JH: We want to continue to be a very vital business. You only get to be 162 years old if you are prepared to change and look to the next generation, so we continue to build a franchise with our existing customers but extend it to new customers too. We want to appeal to a broad spectrum of different segments, from premium to mass market, and part of our strategy is to grow our younger segments, something that is now taking hold. But whatever the segment, we deliver the same level of service and trust to them all. We are also expanding geographically, of course: we have just launched Serve in China, and we plan to make our other products available in the different international markets where we operate.
BFJ: How has marketing changed since you took on this role 17 years ago?
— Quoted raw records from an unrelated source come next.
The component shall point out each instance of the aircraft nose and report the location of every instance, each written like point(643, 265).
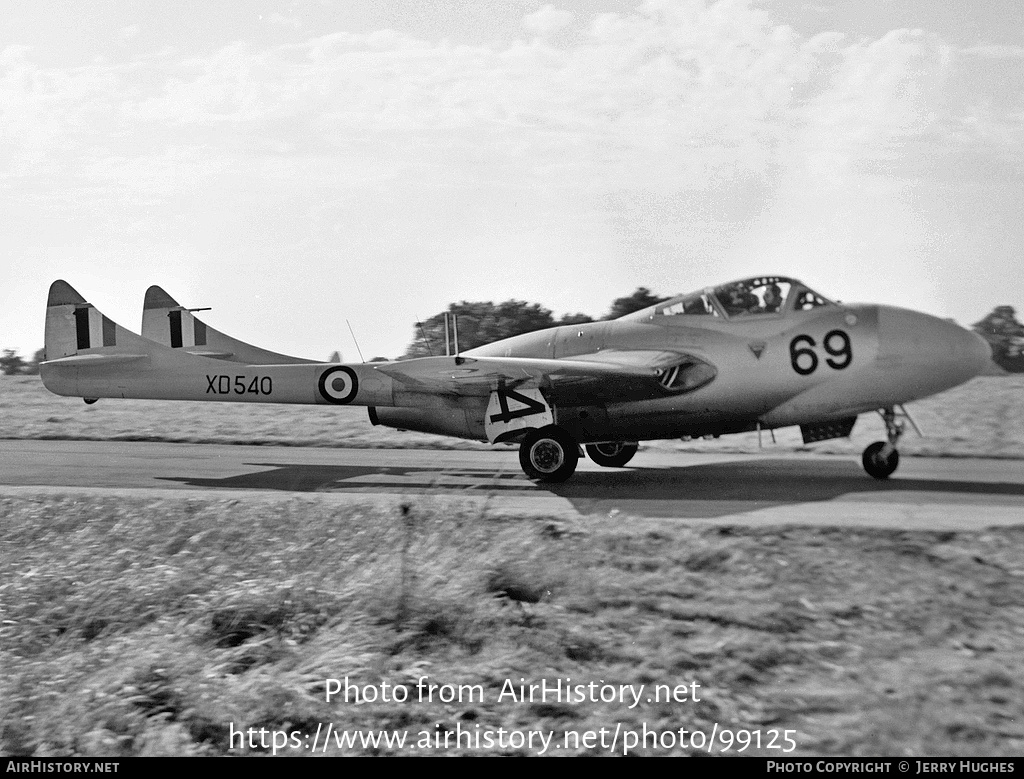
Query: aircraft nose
point(940, 351)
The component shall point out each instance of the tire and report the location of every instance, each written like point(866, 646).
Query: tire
point(612, 453)
point(549, 455)
point(877, 466)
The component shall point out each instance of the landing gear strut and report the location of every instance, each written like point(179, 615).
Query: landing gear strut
point(612, 453)
point(882, 459)
point(549, 455)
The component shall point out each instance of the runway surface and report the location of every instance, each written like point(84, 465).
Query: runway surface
point(764, 488)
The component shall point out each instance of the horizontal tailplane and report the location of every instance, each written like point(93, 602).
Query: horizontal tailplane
point(170, 323)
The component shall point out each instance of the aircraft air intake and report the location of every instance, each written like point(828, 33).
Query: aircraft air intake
point(687, 376)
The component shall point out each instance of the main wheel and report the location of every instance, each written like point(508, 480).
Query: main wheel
point(878, 466)
point(549, 455)
point(612, 453)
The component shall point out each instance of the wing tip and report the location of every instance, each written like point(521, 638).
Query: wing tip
point(62, 294)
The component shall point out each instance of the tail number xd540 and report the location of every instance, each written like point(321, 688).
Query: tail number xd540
point(836, 344)
point(239, 385)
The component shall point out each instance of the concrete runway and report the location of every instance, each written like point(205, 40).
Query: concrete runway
point(761, 489)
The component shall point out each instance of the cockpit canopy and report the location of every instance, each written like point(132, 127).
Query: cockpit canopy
point(749, 297)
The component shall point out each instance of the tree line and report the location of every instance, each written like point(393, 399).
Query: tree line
point(483, 322)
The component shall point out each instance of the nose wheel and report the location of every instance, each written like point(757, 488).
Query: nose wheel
point(881, 459)
point(549, 455)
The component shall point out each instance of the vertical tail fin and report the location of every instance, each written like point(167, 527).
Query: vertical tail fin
point(170, 323)
point(75, 327)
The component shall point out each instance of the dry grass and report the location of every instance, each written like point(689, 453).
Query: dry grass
point(148, 626)
point(983, 418)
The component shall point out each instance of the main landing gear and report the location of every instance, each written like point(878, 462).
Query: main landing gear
point(551, 455)
point(882, 459)
point(612, 453)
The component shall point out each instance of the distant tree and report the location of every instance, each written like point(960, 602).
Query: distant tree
point(482, 322)
point(1006, 336)
point(641, 298)
point(576, 319)
point(11, 362)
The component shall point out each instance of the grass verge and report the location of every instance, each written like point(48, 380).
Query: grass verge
point(156, 625)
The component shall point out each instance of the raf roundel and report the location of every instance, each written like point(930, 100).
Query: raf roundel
point(339, 385)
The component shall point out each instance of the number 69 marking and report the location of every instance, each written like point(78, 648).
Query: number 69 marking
point(837, 345)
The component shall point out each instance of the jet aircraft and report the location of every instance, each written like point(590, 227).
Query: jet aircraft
point(753, 354)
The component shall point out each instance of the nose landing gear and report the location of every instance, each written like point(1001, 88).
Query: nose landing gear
point(882, 459)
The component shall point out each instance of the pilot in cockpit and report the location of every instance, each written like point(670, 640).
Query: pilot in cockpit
point(772, 298)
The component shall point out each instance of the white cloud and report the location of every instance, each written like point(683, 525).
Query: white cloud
point(547, 20)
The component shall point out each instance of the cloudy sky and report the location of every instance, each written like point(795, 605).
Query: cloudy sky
point(298, 164)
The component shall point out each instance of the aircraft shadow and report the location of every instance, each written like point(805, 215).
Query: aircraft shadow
point(692, 491)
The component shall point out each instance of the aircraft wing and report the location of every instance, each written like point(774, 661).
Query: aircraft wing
point(606, 374)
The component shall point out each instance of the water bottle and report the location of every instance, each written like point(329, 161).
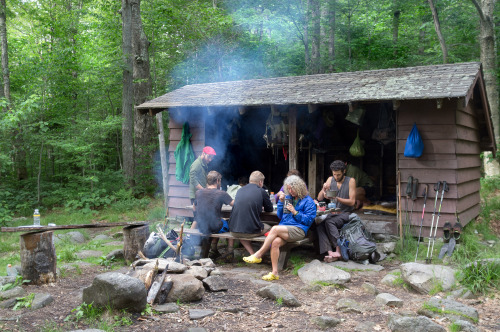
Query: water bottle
point(36, 218)
point(11, 271)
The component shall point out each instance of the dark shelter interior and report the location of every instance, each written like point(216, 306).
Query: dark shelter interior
point(257, 139)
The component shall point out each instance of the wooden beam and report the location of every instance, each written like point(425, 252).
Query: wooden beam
point(396, 104)
point(292, 138)
point(312, 108)
point(311, 176)
point(439, 103)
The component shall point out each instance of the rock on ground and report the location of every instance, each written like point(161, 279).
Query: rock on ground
point(186, 288)
point(424, 278)
point(118, 291)
point(398, 323)
point(321, 272)
point(276, 292)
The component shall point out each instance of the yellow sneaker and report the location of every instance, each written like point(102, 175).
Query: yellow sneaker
point(270, 277)
point(252, 259)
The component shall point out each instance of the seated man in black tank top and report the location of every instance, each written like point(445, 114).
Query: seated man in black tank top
point(328, 230)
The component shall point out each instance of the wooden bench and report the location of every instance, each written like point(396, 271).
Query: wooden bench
point(284, 250)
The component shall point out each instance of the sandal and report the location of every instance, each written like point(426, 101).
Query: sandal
point(457, 230)
point(446, 231)
point(270, 277)
point(252, 259)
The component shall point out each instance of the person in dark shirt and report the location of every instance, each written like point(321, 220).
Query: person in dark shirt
point(208, 203)
point(328, 229)
point(248, 204)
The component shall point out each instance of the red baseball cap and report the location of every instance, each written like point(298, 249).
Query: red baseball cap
point(209, 150)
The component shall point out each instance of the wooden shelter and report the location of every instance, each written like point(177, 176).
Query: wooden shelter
point(300, 122)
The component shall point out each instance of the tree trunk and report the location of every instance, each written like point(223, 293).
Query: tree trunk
point(143, 123)
point(331, 38)
point(487, 43)
point(395, 26)
point(128, 94)
point(437, 27)
point(5, 51)
point(316, 32)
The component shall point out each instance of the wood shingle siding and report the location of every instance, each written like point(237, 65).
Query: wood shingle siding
point(447, 102)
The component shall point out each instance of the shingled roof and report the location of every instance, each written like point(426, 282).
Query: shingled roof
point(425, 82)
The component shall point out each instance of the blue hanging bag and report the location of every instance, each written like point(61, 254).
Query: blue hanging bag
point(414, 144)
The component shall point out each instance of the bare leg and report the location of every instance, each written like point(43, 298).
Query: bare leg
point(247, 244)
point(275, 232)
point(230, 245)
point(275, 253)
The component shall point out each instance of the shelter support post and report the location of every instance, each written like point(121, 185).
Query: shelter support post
point(134, 238)
point(312, 174)
point(292, 138)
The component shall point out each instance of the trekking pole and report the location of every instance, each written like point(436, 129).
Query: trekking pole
point(436, 189)
point(445, 188)
point(414, 193)
point(426, 189)
point(408, 194)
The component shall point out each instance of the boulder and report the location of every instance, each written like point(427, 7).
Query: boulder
point(173, 267)
point(185, 288)
point(356, 266)
point(102, 237)
point(349, 305)
point(118, 291)
point(424, 278)
point(215, 284)
point(325, 322)
point(321, 272)
point(398, 323)
point(88, 254)
point(388, 300)
point(453, 310)
point(279, 293)
point(198, 272)
point(200, 313)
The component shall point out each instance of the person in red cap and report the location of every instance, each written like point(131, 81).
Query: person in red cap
point(198, 172)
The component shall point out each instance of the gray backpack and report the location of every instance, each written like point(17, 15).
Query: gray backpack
point(359, 240)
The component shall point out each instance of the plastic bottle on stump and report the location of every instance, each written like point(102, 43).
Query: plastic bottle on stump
point(11, 271)
point(36, 218)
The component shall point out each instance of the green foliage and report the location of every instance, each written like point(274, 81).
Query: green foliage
point(85, 311)
point(19, 281)
point(24, 302)
point(296, 262)
point(479, 277)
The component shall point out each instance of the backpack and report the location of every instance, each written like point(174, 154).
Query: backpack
point(361, 245)
point(414, 145)
point(155, 247)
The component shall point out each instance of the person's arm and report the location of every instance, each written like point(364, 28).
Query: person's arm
point(352, 194)
point(306, 213)
point(266, 202)
point(326, 186)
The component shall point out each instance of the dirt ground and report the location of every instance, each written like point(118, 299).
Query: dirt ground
point(247, 311)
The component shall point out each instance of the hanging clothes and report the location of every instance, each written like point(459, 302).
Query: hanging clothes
point(184, 155)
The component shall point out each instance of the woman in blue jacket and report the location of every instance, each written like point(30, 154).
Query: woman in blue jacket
point(296, 218)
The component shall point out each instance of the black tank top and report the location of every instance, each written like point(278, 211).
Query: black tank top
point(343, 192)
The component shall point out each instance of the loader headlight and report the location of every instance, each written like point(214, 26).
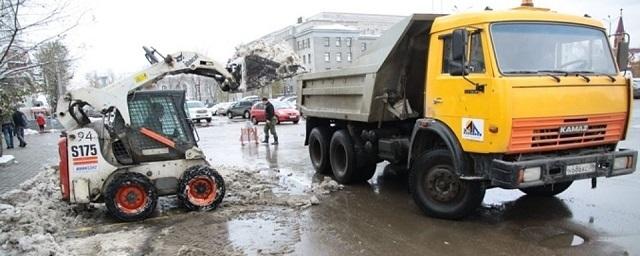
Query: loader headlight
point(531, 174)
point(621, 163)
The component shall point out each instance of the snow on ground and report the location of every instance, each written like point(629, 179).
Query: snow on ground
point(35, 221)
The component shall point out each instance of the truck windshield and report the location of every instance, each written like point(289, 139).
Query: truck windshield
point(532, 48)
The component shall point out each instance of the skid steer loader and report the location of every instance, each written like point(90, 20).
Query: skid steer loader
point(143, 146)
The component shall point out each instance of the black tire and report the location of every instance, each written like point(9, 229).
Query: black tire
point(548, 190)
point(427, 177)
point(130, 197)
point(208, 185)
point(319, 149)
point(344, 162)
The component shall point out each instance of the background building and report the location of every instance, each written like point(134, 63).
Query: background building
point(332, 40)
point(329, 40)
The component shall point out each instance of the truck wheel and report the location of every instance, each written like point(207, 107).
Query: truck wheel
point(343, 160)
point(201, 188)
point(319, 150)
point(547, 190)
point(437, 190)
point(130, 197)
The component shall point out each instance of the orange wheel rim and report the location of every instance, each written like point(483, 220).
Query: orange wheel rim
point(201, 191)
point(131, 198)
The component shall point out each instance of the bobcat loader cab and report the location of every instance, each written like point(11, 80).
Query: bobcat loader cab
point(143, 147)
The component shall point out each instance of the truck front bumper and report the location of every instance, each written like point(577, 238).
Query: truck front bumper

JH: Channels, consumers and opportunities have changed dramatically. Just think how quickly consumers’ adoption patterns are accelerating: it took about ten years for the microwave oven to catch on, whereas adoption of the iPad was almost instantaneous. That keeps it very interesting. Marketers need the same skills they have always had, but they have to apply them differently.
One of the most interesting developments is that social media makes it much easier to serve customers at the same time as you market to them. ‘Link, Like, Love’, which we launched on Facebook last year, is a great example. The application uses a card holder’s Facebook interests, including ‘likes’ and ‘check-ins’, to offer relevant and convenient discounts to them. And merchants can create offers on Facebook specifically for American Express card holders, and then measure how well that offer performed.
BFJ: What do you think banks need to do to restore their tattered reputations?
JH: The first thing that any organisation — bank, retailer or manufacturer — has to do in challenging times is listen to its customers and demonstrate that it is listening. It then has to build trust, focus on relationships and invest in service. And listening is harder than it sounds. It’s as hard as talking, because it also requires you to understand and act on what you have heard. And I’ve not seen one marketing course on how to listen effectively.
BFJ: What has kept you in the role for so long?
JH: The creative challenge of adapting the brand to a changing world is part of it — and the reason I came here from the world of advertising in the first place was the broader palate that it represented. I got to experiment in new channels. But the fact that marketing had been a mainstay of the business model for 150-odd years was also a big draw.
On the agency side, I was probably the most business-minded person in a creative organisation, and here I am probably the most creative-minded person in a business organisation. American Express’s commitment to community service is another reason I love my job so much: I share those values. The brand is growing, the business is growing and we get to make a difference. That’s a nice package. ■
Hayes at a glance
Current job: Chief marketing officer at American Express. He has overseen marketing at the company for the past 17 years.Joined American Express: In 1995, as executive vice-president, becoming chief marketing officer in 2003.
Previous jobs: Immediately before he joined American Express, Hayes was president of advertising agency Lowe and Partners. Prior to that he held senior positions at agencies Geer DuBois, Ammirati and Puris, and Saatchi and Saatchi Compton.
Education: BA, Seton Hall University, New Jersey.
Honours: He has been recognised for his contribution to business in the community on numerous occasions, most recently by the Delaney Report as 2010 corporate marketing executive of the year.
Favourite films: ‘It’s a Wonderful Life’, and ‘The Shawshank Redemption’.
Favourite book: 1984. “You have to be optimistic to read it, but it affected me profoundly.”
Favourite pastime: Long-distance cycling – and sometimes racing.
Favourite brands: I can’t single out one. I’m very into brands.